The case was rightly removed into the United States Circuit Court. It rises out of an order made in the District Court in pursuance of an act of Congress authorizing the condemnation of the highway for the purpose of a canal. The suit is one, therefore, arising under the Constitution and laws of the United States.

But though the case was rightly removed, the jurisdiction of the United States Circuit Court is not thereby enlarged beyond the jurisdiction of the state court originally invoked. The United States court gets nothing by the removal; it sits only to determine what the state court might have determined but for the removal.

The jurisdictional inquiry, then, is this: Had the Circuit Court of Whiteside County, but for the removal, jurisdiction to grant the relief asked upon the facts stated? In our judgment the state court was without such jurisdiction, not because it was a state court, and the defendants United States officers, and the subject matter of the suit an United States Work (questions we do not decide); but because the relief prayed for would be an interference, collaterally, with the execution of the condemnation proceedings in the United States District Court.

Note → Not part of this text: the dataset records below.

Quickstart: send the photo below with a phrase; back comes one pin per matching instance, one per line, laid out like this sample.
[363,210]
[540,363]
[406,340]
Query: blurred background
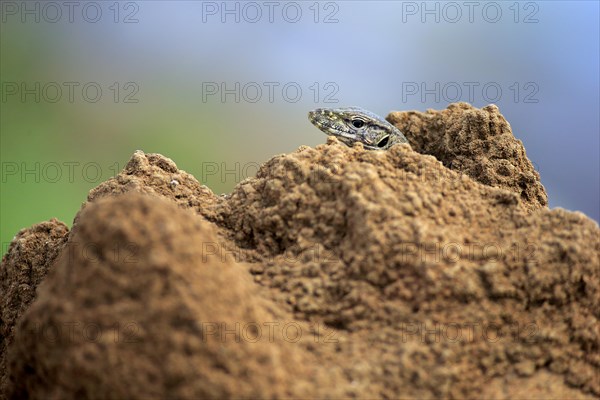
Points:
[221,87]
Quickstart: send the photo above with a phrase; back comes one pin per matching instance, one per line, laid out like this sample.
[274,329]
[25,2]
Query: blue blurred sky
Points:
[172,56]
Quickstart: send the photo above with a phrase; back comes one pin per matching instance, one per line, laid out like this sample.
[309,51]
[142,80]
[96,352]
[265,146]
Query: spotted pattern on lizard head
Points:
[353,124]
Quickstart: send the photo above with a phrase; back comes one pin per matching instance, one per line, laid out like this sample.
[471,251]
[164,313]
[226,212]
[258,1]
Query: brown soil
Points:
[335,272]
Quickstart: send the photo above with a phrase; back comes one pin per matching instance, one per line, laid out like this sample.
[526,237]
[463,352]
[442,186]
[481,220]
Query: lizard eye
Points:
[358,123]
[383,141]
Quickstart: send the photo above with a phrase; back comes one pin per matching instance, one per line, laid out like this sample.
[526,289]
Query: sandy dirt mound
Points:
[476,142]
[335,272]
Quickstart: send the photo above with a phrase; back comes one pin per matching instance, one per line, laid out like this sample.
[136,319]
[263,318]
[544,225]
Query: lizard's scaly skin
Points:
[353,124]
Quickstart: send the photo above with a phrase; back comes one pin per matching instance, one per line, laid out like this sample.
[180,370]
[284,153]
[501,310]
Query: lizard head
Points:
[352,124]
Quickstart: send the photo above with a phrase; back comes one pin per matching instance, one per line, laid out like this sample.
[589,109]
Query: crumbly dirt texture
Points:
[336,272]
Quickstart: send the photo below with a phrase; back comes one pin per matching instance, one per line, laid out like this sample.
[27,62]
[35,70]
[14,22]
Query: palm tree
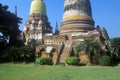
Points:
[89,45]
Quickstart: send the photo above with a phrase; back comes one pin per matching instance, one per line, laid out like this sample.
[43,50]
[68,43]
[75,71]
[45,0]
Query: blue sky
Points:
[106,13]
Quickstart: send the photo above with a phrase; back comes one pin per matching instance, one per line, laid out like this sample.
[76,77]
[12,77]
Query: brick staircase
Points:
[66,52]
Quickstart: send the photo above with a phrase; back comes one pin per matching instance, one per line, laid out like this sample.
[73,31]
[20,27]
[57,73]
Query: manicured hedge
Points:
[72,60]
[105,60]
[44,60]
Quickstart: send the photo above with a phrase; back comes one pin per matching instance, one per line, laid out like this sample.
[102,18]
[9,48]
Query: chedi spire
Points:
[77,17]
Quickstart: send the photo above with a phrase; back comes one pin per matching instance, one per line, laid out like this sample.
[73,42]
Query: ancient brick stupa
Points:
[76,25]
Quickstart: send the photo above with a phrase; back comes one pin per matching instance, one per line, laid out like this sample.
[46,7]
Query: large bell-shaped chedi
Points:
[77,17]
[37,24]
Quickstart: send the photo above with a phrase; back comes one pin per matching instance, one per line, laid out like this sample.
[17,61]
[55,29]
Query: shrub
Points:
[72,60]
[105,60]
[44,60]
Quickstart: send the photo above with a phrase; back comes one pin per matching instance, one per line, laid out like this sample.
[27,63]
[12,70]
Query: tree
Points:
[89,45]
[25,53]
[114,48]
[11,54]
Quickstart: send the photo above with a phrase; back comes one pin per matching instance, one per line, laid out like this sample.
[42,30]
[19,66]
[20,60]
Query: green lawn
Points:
[58,72]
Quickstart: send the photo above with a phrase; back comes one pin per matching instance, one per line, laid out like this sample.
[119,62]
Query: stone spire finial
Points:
[77,17]
[56,29]
[38,6]
[15,10]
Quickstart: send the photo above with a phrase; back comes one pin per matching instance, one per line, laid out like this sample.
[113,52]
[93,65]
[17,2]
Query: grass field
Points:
[58,72]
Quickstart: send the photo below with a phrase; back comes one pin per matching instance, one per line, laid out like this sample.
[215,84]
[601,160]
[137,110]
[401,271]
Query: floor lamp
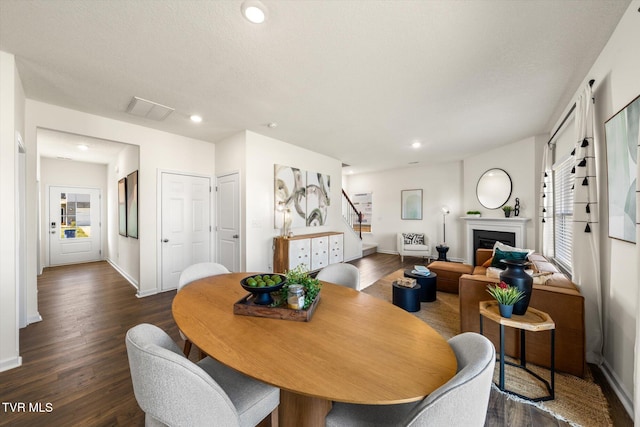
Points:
[443,248]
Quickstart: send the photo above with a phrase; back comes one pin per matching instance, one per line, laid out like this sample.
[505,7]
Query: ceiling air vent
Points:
[149,109]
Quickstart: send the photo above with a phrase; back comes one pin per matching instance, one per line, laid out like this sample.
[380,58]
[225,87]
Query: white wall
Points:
[123,252]
[72,174]
[518,159]
[11,121]
[441,185]
[262,153]
[230,158]
[158,150]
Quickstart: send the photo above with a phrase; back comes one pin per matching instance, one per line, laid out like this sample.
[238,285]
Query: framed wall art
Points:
[411,204]
[132,204]
[122,207]
[622,136]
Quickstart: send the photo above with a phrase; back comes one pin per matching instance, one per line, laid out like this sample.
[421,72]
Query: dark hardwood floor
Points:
[75,369]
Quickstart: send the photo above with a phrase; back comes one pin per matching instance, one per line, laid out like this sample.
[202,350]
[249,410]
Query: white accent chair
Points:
[192,273]
[409,244]
[341,274]
[174,391]
[462,401]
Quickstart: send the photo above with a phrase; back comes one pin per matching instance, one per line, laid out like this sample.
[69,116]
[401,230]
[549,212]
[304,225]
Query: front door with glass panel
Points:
[74,225]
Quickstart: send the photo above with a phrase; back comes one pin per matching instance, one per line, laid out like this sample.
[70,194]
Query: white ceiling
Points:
[355,80]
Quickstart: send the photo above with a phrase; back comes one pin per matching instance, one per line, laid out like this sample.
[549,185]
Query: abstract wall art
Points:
[301,197]
[122,207]
[318,200]
[623,136]
[132,204]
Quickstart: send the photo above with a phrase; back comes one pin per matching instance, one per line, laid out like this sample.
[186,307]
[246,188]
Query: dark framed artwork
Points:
[411,204]
[122,207]
[132,204]
[622,131]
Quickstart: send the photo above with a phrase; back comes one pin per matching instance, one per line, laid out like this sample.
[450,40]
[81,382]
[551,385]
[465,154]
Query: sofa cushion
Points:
[499,255]
[416,248]
[413,238]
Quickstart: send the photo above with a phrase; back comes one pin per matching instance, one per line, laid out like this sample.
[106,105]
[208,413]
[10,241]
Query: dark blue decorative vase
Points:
[515,276]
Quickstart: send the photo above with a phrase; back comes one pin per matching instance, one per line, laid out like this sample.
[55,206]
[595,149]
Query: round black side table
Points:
[442,252]
[427,284]
[407,298]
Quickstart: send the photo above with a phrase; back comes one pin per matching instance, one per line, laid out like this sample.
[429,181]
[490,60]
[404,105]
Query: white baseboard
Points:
[34,319]
[618,388]
[130,279]
[10,363]
[142,294]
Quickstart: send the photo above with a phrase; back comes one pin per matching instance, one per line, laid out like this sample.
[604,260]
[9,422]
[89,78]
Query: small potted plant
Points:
[506,296]
[300,276]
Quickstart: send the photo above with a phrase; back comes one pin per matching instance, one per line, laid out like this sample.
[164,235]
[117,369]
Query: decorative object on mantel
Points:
[515,276]
[506,295]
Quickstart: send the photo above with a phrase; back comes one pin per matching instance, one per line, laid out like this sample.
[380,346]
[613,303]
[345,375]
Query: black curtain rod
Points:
[573,107]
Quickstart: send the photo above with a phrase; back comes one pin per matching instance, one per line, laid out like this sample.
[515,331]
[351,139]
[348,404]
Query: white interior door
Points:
[186,224]
[74,225]
[228,203]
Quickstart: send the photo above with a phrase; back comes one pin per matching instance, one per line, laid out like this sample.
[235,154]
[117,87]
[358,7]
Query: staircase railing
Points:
[351,214]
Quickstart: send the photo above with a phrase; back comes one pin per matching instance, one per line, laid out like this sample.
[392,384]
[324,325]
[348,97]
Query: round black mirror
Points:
[494,188]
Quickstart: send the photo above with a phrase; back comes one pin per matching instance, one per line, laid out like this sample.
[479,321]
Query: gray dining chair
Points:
[462,401]
[341,274]
[174,391]
[190,274]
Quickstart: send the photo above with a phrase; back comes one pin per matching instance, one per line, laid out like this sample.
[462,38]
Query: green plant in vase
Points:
[505,294]
[300,276]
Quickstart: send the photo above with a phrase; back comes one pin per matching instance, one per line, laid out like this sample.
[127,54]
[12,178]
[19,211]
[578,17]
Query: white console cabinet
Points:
[316,251]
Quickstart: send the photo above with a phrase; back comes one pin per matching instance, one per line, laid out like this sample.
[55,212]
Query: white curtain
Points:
[546,202]
[636,394]
[586,229]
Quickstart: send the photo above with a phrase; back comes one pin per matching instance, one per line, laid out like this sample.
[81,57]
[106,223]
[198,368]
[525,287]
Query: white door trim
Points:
[159,221]
[240,221]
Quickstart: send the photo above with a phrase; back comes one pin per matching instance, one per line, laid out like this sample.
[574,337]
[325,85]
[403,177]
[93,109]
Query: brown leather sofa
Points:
[558,296]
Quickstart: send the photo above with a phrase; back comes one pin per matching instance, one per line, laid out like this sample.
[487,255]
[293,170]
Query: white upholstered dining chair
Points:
[192,273]
[462,401]
[341,274]
[210,394]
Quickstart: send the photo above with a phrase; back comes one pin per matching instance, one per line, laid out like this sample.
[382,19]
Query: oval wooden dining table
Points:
[356,348]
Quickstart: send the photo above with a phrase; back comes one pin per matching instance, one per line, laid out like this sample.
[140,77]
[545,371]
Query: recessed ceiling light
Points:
[254,11]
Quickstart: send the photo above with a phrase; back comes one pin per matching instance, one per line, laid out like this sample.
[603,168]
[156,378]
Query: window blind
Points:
[563,211]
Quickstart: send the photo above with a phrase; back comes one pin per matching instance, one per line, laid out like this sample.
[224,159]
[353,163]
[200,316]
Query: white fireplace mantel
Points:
[516,225]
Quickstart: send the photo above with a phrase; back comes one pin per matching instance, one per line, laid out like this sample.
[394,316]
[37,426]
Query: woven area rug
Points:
[578,401]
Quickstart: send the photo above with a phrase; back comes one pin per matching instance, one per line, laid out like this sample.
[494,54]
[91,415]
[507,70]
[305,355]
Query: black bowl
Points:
[263,294]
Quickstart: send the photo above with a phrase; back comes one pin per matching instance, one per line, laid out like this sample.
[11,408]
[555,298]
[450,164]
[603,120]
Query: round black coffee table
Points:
[427,284]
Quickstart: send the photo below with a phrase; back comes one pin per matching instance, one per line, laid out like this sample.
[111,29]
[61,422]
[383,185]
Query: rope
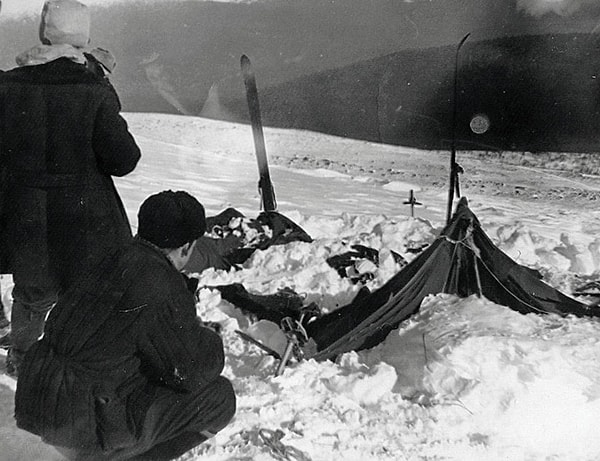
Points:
[468,242]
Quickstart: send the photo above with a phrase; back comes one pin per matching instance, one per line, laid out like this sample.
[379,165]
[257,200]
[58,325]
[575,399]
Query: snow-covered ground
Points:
[465,379]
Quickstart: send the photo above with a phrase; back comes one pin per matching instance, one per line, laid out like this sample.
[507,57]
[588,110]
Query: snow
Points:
[464,379]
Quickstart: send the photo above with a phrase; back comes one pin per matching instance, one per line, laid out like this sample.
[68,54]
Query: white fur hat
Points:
[65,22]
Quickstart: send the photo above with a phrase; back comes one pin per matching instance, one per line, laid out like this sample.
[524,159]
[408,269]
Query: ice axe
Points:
[412,201]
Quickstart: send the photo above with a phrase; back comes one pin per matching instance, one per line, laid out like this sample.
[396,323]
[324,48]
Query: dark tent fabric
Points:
[462,261]
[275,307]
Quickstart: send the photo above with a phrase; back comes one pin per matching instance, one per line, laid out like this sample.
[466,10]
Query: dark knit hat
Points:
[171,219]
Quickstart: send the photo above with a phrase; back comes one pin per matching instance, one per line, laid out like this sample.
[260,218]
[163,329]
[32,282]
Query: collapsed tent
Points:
[462,261]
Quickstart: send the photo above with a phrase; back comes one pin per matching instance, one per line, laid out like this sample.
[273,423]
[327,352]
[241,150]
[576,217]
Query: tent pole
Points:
[453,164]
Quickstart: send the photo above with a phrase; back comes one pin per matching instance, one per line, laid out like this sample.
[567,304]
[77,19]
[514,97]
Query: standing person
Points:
[61,139]
[126,370]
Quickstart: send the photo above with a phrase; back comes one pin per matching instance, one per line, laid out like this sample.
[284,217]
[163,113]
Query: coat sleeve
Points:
[116,150]
[177,350]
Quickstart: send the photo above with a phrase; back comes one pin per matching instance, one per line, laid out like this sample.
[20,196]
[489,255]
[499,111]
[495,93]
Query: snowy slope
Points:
[464,379]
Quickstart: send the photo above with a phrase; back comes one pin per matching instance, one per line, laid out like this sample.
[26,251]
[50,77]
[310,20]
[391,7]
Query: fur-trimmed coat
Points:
[111,342]
[61,139]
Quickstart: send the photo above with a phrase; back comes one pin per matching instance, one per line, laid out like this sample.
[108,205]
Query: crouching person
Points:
[125,369]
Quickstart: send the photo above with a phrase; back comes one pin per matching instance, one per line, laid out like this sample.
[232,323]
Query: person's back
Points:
[61,140]
[125,367]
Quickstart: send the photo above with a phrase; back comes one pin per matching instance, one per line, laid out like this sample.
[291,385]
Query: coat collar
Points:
[43,54]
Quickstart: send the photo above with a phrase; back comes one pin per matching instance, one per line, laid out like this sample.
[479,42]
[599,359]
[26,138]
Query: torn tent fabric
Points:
[462,261]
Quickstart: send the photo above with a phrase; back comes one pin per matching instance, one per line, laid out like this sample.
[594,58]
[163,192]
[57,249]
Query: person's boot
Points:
[4,322]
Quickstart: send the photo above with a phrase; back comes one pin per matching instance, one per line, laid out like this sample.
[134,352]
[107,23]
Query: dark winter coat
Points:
[61,140]
[111,341]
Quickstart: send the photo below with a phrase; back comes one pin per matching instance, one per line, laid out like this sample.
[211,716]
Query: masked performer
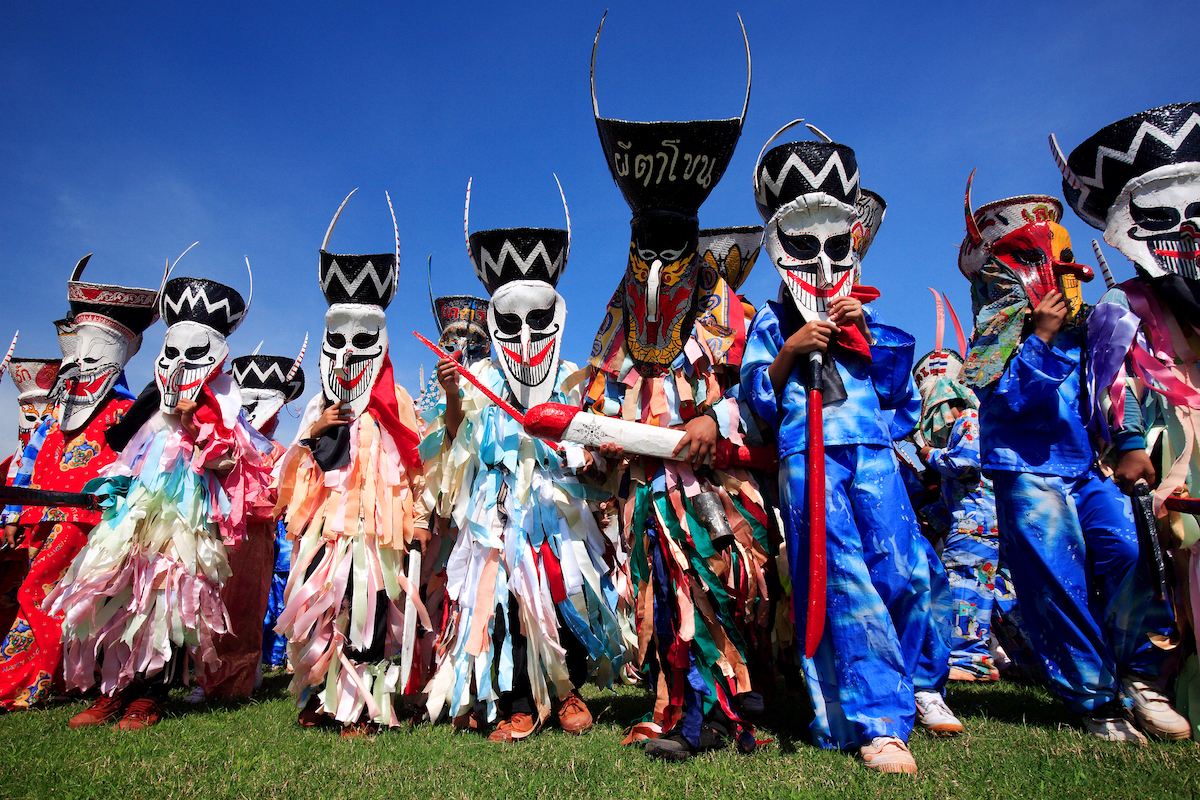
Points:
[107,323]
[34,379]
[1066,530]
[147,588]
[267,384]
[347,492]
[697,536]
[949,444]
[1138,180]
[880,643]
[529,617]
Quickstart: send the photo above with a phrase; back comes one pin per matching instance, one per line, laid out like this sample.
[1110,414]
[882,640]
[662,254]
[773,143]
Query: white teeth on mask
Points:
[652,290]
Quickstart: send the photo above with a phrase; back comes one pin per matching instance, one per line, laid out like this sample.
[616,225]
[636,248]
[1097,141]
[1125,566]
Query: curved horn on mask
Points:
[1109,281]
[78,271]
[249,299]
[1068,174]
[295,365]
[329,233]
[7,356]
[958,329]
[568,212]
[395,229]
[972,227]
[819,133]
[167,275]
[759,160]
[941,319]
[745,104]
[595,42]
[429,274]
[466,224]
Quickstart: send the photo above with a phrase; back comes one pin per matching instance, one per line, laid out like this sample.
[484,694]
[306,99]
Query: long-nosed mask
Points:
[352,353]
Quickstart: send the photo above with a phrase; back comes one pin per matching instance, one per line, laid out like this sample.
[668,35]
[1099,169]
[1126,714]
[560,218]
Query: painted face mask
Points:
[520,268]
[808,193]
[354,344]
[462,325]
[199,314]
[1138,180]
[665,170]
[100,336]
[34,379]
[526,319]
[268,383]
[1024,234]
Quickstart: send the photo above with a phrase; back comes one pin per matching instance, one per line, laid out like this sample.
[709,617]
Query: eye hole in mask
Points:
[540,318]
[1162,217]
[509,324]
[363,341]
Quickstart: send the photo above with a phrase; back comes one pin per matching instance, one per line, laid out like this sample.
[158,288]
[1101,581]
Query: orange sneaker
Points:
[102,711]
[516,727]
[142,714]
[574,715]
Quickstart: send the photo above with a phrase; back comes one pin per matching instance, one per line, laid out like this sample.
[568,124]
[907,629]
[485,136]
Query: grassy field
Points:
[1019,744]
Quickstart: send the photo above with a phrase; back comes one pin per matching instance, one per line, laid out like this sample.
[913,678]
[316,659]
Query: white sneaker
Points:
[936,716]
[1114,728]
[1152,710]
[888,755]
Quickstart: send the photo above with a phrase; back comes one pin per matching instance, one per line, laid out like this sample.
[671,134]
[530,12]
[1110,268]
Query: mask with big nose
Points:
[810,242]
[526,322]
[352,354]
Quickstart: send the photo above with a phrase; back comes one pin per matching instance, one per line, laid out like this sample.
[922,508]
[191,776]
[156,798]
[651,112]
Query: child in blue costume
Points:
[1067,533]
[881,645]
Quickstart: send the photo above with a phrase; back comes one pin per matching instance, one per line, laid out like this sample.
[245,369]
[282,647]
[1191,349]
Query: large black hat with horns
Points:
[361,280]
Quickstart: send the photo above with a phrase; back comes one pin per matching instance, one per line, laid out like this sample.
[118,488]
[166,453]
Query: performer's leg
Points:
[858,681]
[1047,554]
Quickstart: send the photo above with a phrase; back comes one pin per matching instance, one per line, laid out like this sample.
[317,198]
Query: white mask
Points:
[87,378]
[526,324]
[261,404]
[1156,221]
[810,242]
[191,354]
[352,353]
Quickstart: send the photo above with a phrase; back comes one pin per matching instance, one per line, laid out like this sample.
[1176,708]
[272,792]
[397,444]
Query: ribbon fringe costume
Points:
[529,559]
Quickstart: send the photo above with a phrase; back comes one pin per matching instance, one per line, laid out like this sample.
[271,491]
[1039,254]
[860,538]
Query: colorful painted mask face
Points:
[526,322]
[810,241]
[1156,221]
[191,354]
[1041,254]
[85,380]
[34,379]
[660,287]
[352,353]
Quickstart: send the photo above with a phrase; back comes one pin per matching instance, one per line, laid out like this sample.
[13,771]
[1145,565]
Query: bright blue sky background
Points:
[133,132]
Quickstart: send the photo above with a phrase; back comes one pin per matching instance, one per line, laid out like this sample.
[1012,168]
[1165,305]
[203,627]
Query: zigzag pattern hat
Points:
[363,280]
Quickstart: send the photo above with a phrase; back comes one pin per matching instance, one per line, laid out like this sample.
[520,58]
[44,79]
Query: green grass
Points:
[1019,744]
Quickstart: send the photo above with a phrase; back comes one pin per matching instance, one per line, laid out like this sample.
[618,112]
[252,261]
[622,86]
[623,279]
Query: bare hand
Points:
[847,311]
[1049,317]
[814,336]
[330,417]
[448,373]
[186,410]
[701,434]
[421,539]
[1134,465]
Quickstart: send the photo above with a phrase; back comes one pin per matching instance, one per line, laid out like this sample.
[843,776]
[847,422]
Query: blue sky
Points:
[133,132]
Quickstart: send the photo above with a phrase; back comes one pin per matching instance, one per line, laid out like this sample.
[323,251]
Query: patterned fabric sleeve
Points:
[960,456]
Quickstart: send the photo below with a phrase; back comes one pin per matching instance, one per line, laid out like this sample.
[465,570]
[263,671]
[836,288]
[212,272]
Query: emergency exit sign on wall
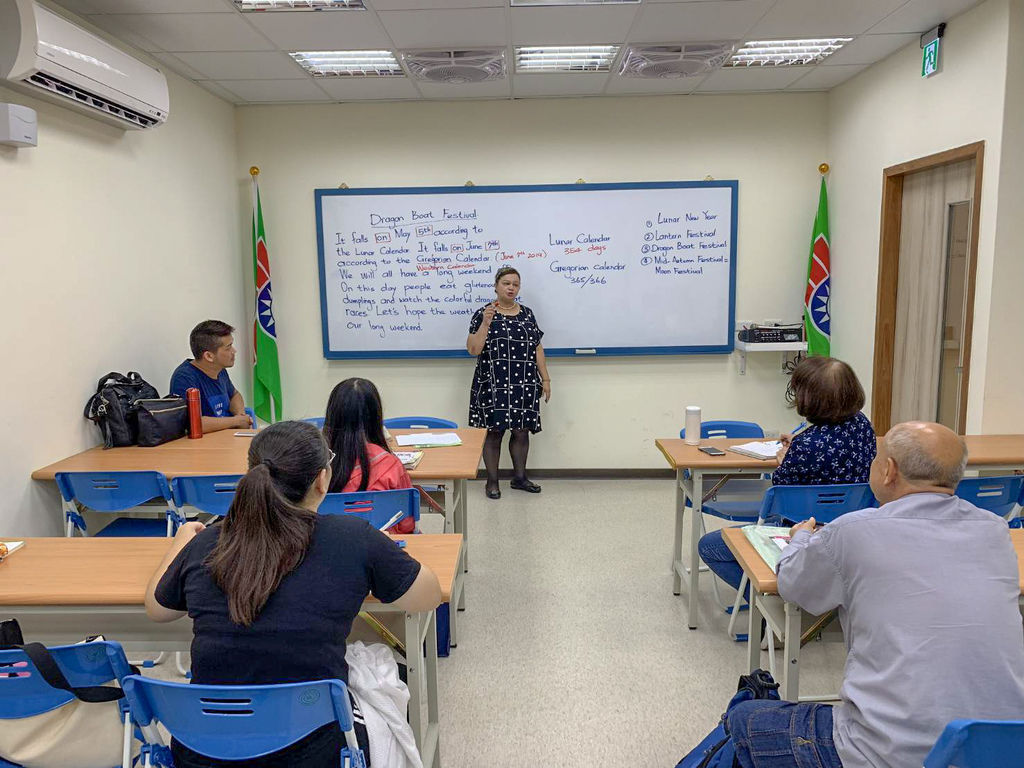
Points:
[930,58]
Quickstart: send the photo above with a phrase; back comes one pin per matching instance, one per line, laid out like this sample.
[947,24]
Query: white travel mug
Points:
[692,425]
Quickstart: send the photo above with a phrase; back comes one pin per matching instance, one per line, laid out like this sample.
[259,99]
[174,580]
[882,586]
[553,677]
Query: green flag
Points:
[817,317]
[266,371]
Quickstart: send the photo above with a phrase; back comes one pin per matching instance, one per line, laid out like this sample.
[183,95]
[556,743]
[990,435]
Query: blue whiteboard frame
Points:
[329,353]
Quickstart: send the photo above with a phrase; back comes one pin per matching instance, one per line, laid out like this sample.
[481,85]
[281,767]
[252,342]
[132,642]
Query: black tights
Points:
[518,449]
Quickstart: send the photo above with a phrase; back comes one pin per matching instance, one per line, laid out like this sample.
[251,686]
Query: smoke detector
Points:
[682,60]
[456,67]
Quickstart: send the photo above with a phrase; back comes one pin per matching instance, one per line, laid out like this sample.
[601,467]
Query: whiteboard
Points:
[631,268]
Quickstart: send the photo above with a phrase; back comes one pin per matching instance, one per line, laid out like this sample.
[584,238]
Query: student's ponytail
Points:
[266,534]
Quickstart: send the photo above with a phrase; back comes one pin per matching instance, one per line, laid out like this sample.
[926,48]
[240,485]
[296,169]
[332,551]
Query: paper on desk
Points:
[758,450]
[765,540]
[428,439]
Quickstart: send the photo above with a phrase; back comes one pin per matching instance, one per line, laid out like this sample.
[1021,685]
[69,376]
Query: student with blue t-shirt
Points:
[213,352]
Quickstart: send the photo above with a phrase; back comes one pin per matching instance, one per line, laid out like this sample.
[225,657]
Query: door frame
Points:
[889,242]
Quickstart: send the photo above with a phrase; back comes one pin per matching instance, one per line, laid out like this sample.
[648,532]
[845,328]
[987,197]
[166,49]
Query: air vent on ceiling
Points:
[683,60]
[456,66]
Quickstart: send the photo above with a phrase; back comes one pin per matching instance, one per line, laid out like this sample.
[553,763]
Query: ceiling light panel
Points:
[564,57]
[785,52]
[572,2]
[251,5]
[348,62]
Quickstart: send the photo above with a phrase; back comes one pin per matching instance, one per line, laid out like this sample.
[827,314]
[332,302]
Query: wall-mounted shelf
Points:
[784,347]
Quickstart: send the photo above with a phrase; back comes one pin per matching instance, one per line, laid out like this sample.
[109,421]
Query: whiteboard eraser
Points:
[17,126]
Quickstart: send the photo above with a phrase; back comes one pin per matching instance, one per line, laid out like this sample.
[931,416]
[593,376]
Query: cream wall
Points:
[114,245]
[1004,404]
[603,413]
[888,115]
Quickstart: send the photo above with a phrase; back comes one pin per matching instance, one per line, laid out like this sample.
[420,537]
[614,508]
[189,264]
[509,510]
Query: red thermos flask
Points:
[195,413]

The bill shows that in the condemnation proceedings there was involved the location of the bridge, the character of its structure, the location and character of the approaches, and all the details of construction essential to the preservation of the highway as provided for in the act of Congress. The direction contained in such decree, whether express, or by implication from the maps and -plans exhibited, is executory; and the District Court is open to the appellantSi to apply for its enforcement. To allow the bill under consideration to lie would be to charge the state court, or, on removal, the Circuit Court of the United States with the execution of the District Court’s executory order. The two Courts might disagree as to the order’s meaning, its scope, or the manner of its enforcement, and a conflict ensue such as the policy of the law forbids. Until the order is fully executed, so that it is no longer within the power of the court, but has become a fixed right of the party, no question going merely to its terms, or the manner of its enforcement, can be entertained outside the court that entered it. The Circuit Court of Whiteside County was in this respect without jurisdiction.

The order dismissing the bill was for want of equity; it should have been for want of jurisdiction. The decree of the Circuit Court is reversed, but without costs, with instructions that the bill be dismissed for want of jurisdiction apparent on the face of the bill.